---
title: "How to Use the unmconf Package"
output: html_document
vignette: >
%\VignetteIndexEntry{How to Use the unmconf Package}
%\VignetteEngine{knitr::rmarkdown}
%\VignetteEncoding{UTF-8}
---
```{r, include = FALSE}
knitr::opts_chunk$set(
collapse = TRUE,
comment = "#>"
)
```
# Introduction
`unmconf` is a package that employs a fully Bayesian hierarchical framework for modeling under the presence of unmeasured confounders using JAGS (Just Another Gibbs Sampler). The package handles both internal and external validation scenarios for up to two unmeasured confounders. Bayesian data analysis can be summarized in the following four steps: specifying the data model and prior, estimating model parameters, evaluating sampling quality and model fit, and summarizing and interpreting results. For users new to Markov Chain Monte Carlo (MCMC) software who wish to implement models involving unmeasured confounding, challenges arise in regard to understanding the syntax and how these programs handle missing data. The primary objective of `unmconf` is to address these challenges by creating a function that resembles `glm()` on the front end, while seamlessly implementing the necessary JAGS code on the back end. Functions are implemented to simplify the workflow using this model by acquiring data, modeling data, conducting diagnostics testing on the model, and analyzing results.
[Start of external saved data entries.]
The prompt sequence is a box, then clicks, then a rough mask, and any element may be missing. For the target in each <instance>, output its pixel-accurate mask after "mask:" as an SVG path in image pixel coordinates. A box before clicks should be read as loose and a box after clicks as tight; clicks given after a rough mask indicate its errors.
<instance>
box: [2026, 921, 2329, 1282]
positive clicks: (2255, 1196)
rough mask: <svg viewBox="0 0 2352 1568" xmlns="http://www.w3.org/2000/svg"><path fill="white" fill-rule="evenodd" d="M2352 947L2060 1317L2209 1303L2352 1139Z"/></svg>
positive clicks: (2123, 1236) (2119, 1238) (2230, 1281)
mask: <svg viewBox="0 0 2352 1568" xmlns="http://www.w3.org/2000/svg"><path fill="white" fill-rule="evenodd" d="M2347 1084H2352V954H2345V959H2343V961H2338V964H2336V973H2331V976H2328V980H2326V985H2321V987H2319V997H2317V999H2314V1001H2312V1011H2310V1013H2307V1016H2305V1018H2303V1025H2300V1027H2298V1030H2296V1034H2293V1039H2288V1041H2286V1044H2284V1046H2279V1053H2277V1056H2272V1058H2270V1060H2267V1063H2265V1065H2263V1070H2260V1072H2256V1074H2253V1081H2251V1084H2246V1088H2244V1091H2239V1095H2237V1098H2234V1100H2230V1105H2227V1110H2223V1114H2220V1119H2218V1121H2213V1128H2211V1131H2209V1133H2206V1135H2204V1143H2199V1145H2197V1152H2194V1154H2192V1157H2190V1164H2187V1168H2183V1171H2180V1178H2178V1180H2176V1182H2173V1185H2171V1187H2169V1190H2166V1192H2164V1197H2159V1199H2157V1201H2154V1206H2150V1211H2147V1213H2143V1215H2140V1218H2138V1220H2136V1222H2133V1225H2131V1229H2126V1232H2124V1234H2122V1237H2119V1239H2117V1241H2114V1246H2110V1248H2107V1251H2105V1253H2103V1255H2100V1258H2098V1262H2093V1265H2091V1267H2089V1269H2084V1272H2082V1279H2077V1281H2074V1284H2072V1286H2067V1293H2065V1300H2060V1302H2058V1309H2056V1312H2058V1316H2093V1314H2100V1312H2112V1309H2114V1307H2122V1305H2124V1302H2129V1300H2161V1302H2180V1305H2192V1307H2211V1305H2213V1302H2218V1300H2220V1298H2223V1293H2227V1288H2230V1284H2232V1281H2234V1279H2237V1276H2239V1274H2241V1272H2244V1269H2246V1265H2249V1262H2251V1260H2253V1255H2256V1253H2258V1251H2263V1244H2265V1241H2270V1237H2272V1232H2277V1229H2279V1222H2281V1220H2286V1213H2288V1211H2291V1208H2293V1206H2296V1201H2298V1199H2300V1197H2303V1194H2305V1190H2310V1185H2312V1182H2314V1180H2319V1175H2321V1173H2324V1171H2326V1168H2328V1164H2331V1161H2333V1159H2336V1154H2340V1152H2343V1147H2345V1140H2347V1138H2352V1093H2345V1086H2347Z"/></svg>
With this package, users can perform robust fully Bayesian analyses, even without previous familiarity with JAGS syntax or data processing intricacies.
## Bayesian Unmeasured Confounding Model
For the statistical model, we denote the continuous or discrete response $Y$, the binary main exposure variable $X$, the vector of $p$ other perfectly observed covariates $\boldsymbol{C}$, and the unmeasured confounder(s) relating to both $Y$ and $X$ $U$. In the event of more unmeasured covariates, we denote them $U_{1}$, $U_{2}$, and so forth; these unmeasured confounders can be either binary or normally distributed.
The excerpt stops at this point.